BOCHUM. (hpd) Fethullah Gülen, dessen Anhänger sich in der nach ihm benannten Bewegung zusammenfinden, ist ein Islamist und türkischer Nationalist. Die Universität Bochum scheint dennoch keine Probleme damit zu haben, eine Propagandaveranstaltung seiner moslemischen Fans und nichtmoslemischen Unterstützer in ihren Räumen zuzulassen.

Der Imagepflege islamischer Fundamentalisten, verpackt als interkulturelle Verständigung, dient eine „Gülen-Konferenz“, die am 7. und 8. Juni 2010 an der Ruhr-Universität Bochum stattfindet. „Die Gülen-Bewegung im Kontext Europas. Ein Blick auf Nordrhein-Westfalen“ lautet der Titel der Tagung, zu der Organisationen mit den illustren Namen „Interkultureller Dialog e.V.“, „interkulturelles Dialogzentrum e.V.“ und „Rumiforum am Rhein“ aufrufen.

Wie schon die Einleitung der Programmankündigung deutlich macht, geht es bei der Konferenz nicht um eine kritische, wissenschaftliche Auseinandersetzung mit Gülen & Co. Dort wird Gülen mit überschwänglichem Lob überschüttet, als „herausragender Intellektueller“ und Friedensapostel verkauft und als Humanist, der „eine Kultur universeller menschlicher Werte“ befürworte. Vorangestellt ist der Ankündigung ein Allgemeinplatz, den die Organisatoren wohl für einen besonders weisen Ausspruch Gülens halten: „Menschen mit einem wirklich langen Leben sind nicht jene, die schon sehr alt sind, sondern diejenigen, die ihr Leben so fruchtbar wie möglich gestaltet haben.“

Islamisierung auf leisen Sohlen

Wer ist der Mann, der solche Perlen der Weisheit von sich gibt? Geboren wurde Gülen um 1940 in Ostanatolien in der Türkei. Zunächst war er als Imam der staatlichen türkischen Religionsbehörde Diyanet tätig und schloss sich dem vom 1960 gestorbenen islamischen Prediger Said Nursi gegründeten mystischen Nurculuk-Orden an. Wegen islamistischer Aktivitäten saß er nach dem Militärputsch 1971 einige Monate im Gefängnis, blieb aber im Staatsdienst, aus dem er 1981 ausschied. Danach rief er seinen eigenen Verein ins Leben, als modernisierte Spielart der Nursi-Bewegung. Gülen propagiert eine Synthese aus großtürkischem Nationalismus und Islam, möchte alle „Turkvölker“ vom Kaukasus bis China unter türkischer Herrschaft vereinen. Dieses Projekt schließt die kurdischen Gebiete ein. Ziel ist eine Assimilation der Kurden, die er dazu bringen möchte, sich als osmanische Türken zu verstehen. Dabei ist ihm vor allem die säkulare Kurdische Arbeiterpartei PKK im Wege, die zu seinen Hauptfeinden zählt. 1980 unterstützte er den gegen Linke und Kurden gerichteten Putsch des türkischen Militärs, das sich darüber sehr freute. Seine heutige Strategie ist allerdings nicht auf Umsturz ausgerichtet, sondern auf einen Marsch durch die Institutionen, auf eine schrittweise Übernahme wichtiger Positionen in Politik, Wirtschaft und Gesellschaft der Türkei durch seine Anhänger.
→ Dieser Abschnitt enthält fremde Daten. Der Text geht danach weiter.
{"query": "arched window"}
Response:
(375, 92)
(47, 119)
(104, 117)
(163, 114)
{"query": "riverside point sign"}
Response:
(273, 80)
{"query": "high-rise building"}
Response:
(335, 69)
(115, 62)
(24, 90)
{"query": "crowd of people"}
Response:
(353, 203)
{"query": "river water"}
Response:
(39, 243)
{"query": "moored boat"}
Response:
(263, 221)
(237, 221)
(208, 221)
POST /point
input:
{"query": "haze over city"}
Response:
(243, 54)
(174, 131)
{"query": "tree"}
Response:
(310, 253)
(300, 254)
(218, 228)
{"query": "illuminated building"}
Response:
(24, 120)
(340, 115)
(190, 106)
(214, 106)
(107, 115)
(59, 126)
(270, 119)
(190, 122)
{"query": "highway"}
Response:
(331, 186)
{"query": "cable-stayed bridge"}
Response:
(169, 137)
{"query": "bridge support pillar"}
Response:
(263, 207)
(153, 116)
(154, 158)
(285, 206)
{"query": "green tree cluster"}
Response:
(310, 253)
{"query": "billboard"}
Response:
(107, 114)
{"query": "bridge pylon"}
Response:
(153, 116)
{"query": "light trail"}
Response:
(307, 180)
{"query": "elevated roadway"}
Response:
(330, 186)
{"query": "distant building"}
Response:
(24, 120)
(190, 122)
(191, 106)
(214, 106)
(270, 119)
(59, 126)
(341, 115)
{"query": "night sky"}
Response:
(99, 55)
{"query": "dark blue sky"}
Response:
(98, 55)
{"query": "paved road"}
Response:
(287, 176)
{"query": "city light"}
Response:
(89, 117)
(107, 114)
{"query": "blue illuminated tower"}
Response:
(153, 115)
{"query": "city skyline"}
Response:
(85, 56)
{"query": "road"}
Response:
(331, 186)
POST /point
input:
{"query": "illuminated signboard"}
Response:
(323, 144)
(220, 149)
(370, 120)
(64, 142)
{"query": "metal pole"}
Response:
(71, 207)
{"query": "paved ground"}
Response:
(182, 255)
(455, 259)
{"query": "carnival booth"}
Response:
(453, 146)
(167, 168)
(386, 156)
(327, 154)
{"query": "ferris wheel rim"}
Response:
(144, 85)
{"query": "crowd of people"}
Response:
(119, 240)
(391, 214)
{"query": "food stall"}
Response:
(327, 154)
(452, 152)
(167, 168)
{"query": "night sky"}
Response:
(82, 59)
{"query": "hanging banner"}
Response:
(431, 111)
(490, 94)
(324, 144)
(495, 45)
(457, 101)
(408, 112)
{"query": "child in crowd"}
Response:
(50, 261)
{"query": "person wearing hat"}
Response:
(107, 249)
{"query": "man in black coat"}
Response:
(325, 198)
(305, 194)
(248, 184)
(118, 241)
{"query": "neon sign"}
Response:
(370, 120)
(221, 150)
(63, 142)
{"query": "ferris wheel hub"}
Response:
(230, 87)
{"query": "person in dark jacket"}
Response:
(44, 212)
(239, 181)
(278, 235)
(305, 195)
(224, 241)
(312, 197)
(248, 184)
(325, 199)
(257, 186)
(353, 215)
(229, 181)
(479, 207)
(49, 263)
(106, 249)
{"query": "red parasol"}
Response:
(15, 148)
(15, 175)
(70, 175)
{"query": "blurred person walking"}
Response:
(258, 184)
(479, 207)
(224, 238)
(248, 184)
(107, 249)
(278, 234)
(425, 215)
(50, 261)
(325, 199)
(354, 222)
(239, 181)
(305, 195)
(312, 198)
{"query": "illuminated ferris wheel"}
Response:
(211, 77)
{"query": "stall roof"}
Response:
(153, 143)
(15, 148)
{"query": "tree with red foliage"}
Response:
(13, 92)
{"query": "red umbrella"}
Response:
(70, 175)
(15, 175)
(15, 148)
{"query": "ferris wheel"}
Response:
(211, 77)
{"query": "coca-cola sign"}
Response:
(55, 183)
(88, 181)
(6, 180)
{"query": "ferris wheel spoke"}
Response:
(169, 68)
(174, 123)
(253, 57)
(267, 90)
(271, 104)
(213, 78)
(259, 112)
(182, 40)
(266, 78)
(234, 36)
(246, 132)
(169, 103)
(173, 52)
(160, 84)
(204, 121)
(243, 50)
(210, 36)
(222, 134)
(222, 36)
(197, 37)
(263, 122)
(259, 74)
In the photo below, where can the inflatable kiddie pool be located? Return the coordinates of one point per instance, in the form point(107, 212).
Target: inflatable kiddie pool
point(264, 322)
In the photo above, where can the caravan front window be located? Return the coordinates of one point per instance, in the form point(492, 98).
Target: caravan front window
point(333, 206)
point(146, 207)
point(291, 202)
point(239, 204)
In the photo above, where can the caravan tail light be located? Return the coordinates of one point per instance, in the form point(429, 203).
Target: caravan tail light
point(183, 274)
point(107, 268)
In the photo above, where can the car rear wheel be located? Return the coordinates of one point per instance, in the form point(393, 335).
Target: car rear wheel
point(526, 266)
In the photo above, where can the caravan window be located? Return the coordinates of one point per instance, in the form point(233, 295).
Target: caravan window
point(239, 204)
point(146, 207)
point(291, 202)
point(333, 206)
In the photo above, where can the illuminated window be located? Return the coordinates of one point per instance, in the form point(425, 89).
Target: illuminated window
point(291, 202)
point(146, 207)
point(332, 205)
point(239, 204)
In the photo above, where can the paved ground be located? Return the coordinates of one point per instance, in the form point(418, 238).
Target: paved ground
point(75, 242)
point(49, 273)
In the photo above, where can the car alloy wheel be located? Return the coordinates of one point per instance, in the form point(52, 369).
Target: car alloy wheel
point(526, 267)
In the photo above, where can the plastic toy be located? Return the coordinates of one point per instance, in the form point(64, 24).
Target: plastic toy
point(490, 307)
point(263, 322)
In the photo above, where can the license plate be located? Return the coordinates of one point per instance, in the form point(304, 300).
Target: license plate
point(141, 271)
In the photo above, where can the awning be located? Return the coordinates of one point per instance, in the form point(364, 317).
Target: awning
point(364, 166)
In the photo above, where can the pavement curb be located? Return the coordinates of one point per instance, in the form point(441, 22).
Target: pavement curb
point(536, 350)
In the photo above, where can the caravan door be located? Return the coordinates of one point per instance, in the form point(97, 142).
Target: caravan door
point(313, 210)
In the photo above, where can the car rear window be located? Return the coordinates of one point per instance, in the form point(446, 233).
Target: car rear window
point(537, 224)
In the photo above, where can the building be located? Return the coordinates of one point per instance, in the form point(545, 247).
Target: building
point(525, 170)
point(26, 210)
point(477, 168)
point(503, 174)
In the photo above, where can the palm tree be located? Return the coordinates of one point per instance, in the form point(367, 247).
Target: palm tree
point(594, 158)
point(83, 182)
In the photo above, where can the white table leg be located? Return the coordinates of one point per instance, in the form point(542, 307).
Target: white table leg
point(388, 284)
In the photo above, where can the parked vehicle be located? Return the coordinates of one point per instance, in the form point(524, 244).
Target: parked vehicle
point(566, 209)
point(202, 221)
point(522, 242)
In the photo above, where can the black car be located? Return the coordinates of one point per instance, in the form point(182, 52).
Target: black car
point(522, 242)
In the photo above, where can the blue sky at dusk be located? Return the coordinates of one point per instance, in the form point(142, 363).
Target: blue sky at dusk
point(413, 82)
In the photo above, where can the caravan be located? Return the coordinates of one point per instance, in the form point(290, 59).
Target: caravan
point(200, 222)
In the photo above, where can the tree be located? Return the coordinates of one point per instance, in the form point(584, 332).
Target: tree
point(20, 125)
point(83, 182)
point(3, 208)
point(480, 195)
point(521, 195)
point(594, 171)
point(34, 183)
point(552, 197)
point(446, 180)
Doch beschränken er und seine Getreuen die Verbreitung ihrer Ideologie nicht auf die Türkei, sondern operieren global. Zu diesem Zweck haben sie in über 50 Ländern ein Netzwerk von Schulen, Universitäten, Koranschulen und Nachhilfeinstituten, von Stiftungen, Medien und Wirtschaftsunternehmen etabliert. Sie legen Wert auf die Erziehung einer wissenschaftlich gebildeten islamischen Elite. Vor allem die Öffnung für die wissenschaftlichen Errungenschaften der Moderne hat Gülen den Ruf eingebracht, Vertreter eines Reformislams und Brückenbauer zwischen den Kulturen zu sein. Diese Öffnung dient allerdings der Erweiterung des eigenen Einflusses. Die reaktionäre, klassisch fundamentalistische Ausrichtung offenbart sich in seiner Feststellung, Wissenschaft sei nur so lange wahr, wie sie dem Koran und den Hadithen (Prophetenüberlieferungen) nicht widerspreche. Sein Weltbild ist von Engels- und Dämonenglauben geprägt, wie aus seinen zahlreichen Büchern und Reden hervorgeht. Im Vordergrund steht für ihn der Kampf gegen Kommunismus, Atheismus und Darwins Evolutionstheorie.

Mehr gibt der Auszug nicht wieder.